Other media reports, particularly this one in The Telegraph, noted that no such call had been made by Modi to Rajnath Singh, but claimed coyly that "it is possible that (Modi's) sentiments were conveyed to the president through other channels." Whatever the sequence of events, the BJP president did call on Advani at his residence - and discussed, among other things, the latter's comparison of Chauhan with Modi.
The report claimed, citing a source close to Advani, that that the veteran leader "stood his ground and, at one point, asked Rajnath Singh who he should have extolled before Madhya Pradesh's '20,000 BJP foot soldiers' who were fighting to defend a third term for the chief ministerm," particularly since elections are due in the State later this year.
In anguish, Advani is understood to have wondered if things had come to such a pass in the BJP that one of its Chief Ministers could not stomach praise being paid from a senior leader to a peer. "The CMs are supposed to work like comrades, not competitors," Advani is believed to have told Rajnath Singh.
Appearing on Karan Thapar's talk show on Tuesday, Outlook's political editor Saba Naqvi suggested that Advani was working to a strategy, and knew full well the import of his comments. She even disclosed that a BJP leader from Uttar Pradesh had confided in her that the party's game plan was to harvest Modi's popularity by suggesting (without actually committing itself) that he would be made prime minister, but then "dump him" afterwards in the interest of forming a broader coalition.

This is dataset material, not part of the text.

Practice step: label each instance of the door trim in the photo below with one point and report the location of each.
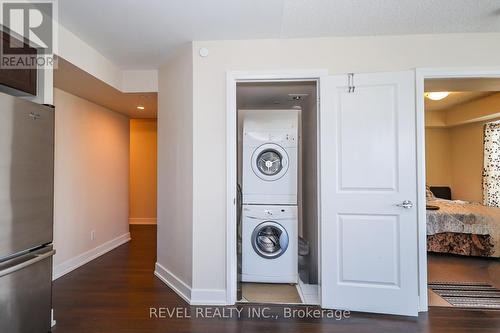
(420, 75)
(232, 78)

On the other hand, Advani's effort to prop up former BJP president Nitin Gadkari as the head of the BJP election campaign panel - which too was seen as an effort to crowd out Modi - has flopped, with Gadkari declining to be caught up in the power games in the party.

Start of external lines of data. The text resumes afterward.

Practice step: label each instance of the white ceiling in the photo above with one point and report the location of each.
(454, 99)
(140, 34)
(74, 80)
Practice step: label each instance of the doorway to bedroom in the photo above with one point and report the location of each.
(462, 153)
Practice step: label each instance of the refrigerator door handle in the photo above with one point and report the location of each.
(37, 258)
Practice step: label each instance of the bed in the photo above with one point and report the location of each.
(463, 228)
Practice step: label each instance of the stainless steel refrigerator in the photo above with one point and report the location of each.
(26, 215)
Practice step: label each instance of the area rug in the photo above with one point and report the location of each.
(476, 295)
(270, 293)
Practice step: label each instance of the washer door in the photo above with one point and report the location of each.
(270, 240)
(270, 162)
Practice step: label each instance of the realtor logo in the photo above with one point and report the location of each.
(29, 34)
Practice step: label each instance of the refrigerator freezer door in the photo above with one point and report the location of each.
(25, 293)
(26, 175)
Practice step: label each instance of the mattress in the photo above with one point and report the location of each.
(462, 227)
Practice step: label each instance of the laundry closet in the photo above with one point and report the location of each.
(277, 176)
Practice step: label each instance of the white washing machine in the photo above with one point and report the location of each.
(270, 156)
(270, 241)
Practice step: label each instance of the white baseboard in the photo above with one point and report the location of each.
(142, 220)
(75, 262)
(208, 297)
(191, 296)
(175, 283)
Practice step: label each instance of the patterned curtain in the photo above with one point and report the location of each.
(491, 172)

Strikingly, it was Advani who played a pivotal role in easing Gadkari out of the party presidentship following the charges levelled against his corporate interests. Gadkari claimed that Advani and Sushma Swaraj had reached out to him with the offer, but he had declaimed it on the ground that he would be busy with his own election from Nagpur.
All of Advani's strenuous efforts have analysts wondering just how far he will go to scuttle what is being widely seen as a strong upsurge of grassroots-level sentiment in favour of Modi, and precisely what rationale the veteran leader is being governed by.
In any case, whatever the motive, it appears that the Goa conclave will bring matters to a head within the BJP. Media reports, quoting unidentified BJP sources, have claimed that "even if Rajnath Singh sat over an announcement of Modi’s ascendancy on the national stage for a while, the Goa meet could unleash counter pressures to force Advani to “accept the inevitable” — that is, Modi’s 'pre-eminence' in the BJP."